The U.S. attorney’s office in San Diego is moving forward on the expanding investigation that netted Rep. Randy “Duke” Cunningham (R-Rancho Santa Fe), the sources said. And prosecutors in Los Angeles continue to examine Rep. Jerry Lewis (R-Redlands) over various dealings with lobbyists and contractors during the time he was chairman of the powerful House Appropriations Committee.
Neither Lam nor Yang had direct involvement in the corruption investigations, the sources said. According to one source close to the Lewis inquiry, Yang never asked to be briefed by her prosecutors, nor did she give them any input. “It was just nothing ... which was good.”
The sources close to the probes requested anonymity because a Justice Department policy bars public comment on ongoing investigations.
Yang emphatically denied that she was pushed out or that she or her successor was asked to stop a politically charged investigation.
“You have so many players involved, it’s ridiculous that you could make an investigation disappear, especially one that is high profile -- because those are the ones all the assistants want to work on,” she said.
Levenson said there are subtle ways, however, to let a case “die a slow death.”
Supervisors could assign the prosecutors other matters to work on or divert resources away from the case. They could balk at issuing subpoenas or seeking approvals of various sorts from Washington. And when it comes time to seek an indictment, particularly if the case is not a slam-dunk, the U.S. attorney or even the Justice Department in Washington could waver and tell the prosecutors that they need to do more investigating.
Yet even this scenario is more likely to happen in a John Grisham novel than in real life, Levenson said.
Congressional investigators first focused on the possibility that Lam was fired because of the expanding Cunningham inquiry or the Lewis investigation. Although Lam’s office was not involved in the Lewis probe, those involved in the firings might not have known that because both cases involved the same prominent lobbyist, several prosecutors suggested.
Now some of the focus has shifted to Yang, with testimony indicating that the White House might have been looking to push her out.
In October 2006 -- less than two months before the firings -- Yang announced her resignation to take a job at the Los Angeles firm Gibson, Dunn & Crutcher, which was defending Lewis and has strong Republican ties. Her new salary is reportedly about $1.5 million a year.
Yang said at the time that, as a recently divorced mother of three, she needed to enter the private sector to support her family.
U.S. Atty. Gen.
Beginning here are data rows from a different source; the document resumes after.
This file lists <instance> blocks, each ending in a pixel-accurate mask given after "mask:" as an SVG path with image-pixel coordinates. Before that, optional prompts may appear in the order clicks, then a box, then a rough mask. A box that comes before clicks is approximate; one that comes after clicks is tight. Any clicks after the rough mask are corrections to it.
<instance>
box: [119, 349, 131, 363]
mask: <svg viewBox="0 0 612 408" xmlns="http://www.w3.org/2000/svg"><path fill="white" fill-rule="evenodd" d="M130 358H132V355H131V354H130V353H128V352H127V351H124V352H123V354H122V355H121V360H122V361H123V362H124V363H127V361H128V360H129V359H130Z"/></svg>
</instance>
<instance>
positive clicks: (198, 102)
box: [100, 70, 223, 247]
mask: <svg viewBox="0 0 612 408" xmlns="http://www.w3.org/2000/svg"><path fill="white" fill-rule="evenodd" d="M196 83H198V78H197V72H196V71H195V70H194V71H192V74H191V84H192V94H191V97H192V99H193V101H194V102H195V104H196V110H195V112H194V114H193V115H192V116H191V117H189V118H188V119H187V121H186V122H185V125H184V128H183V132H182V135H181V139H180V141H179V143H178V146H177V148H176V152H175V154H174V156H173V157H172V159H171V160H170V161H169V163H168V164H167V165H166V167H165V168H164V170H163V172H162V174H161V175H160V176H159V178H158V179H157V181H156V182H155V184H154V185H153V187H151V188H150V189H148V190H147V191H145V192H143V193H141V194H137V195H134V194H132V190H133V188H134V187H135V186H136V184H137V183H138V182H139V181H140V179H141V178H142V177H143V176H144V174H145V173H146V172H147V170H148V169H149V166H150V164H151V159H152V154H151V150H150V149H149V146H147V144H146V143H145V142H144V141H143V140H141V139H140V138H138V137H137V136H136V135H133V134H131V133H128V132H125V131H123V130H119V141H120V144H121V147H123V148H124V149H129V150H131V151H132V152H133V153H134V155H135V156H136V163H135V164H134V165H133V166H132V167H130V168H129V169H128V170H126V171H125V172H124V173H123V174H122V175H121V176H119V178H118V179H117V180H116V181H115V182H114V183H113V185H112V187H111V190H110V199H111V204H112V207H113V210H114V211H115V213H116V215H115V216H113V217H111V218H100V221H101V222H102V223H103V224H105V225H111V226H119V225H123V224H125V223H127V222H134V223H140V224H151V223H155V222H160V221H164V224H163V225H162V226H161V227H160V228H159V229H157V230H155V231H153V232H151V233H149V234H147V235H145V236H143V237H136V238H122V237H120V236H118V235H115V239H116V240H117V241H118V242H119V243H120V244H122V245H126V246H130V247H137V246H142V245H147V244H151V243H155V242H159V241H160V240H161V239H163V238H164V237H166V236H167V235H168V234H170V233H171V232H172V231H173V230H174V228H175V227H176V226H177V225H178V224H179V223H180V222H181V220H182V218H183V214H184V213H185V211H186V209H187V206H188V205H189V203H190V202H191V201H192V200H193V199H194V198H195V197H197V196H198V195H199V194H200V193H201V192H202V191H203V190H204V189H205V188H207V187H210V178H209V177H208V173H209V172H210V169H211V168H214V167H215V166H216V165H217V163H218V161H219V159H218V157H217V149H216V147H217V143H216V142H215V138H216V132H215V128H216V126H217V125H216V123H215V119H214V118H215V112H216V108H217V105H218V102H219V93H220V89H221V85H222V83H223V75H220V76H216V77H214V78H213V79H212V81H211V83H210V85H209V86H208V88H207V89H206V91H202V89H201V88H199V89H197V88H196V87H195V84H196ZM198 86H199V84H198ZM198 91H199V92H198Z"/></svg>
Alberto R. Gonzales, in testimony before the House Judiciary Committee, was questioned Thursday about Yang’s resignation, but insisted that she left of her own accord.
But in recent testimony to congressional investigators, D. Kyle Sampson, the Justice Department aide who coordinated the firings, said the White House had inquired in September about pushing Yang out to “create a vacancy.”
“I remember [White House Counsel] Harriet Miers asking me about Debra Yang ... and what her plans were, whether she might be asked to resign,” Sampson told investigators last month, according to a senior congressional aide.
An opinion piece by a New York Times editorial editor, Adam Cohen, suggested that Gibson Dunn might have lured Yang away with the rich salary offer to get her off the Lewis investigation.
Gibson Dunn lawyers took offense at the suggestion.
“It’s absurd,” said Randy Mastro, co-chairman of the firm’s crisis management group with Yang.
It was well known that Yang was looking for something new, he added, and at least three top firms were actively recruiting her.
As for her being pushed out, he said Yang notified Miers in January 2006 that she planned to leave by the end of summer.
Mastro would not comment specifically on the Lewis investigation.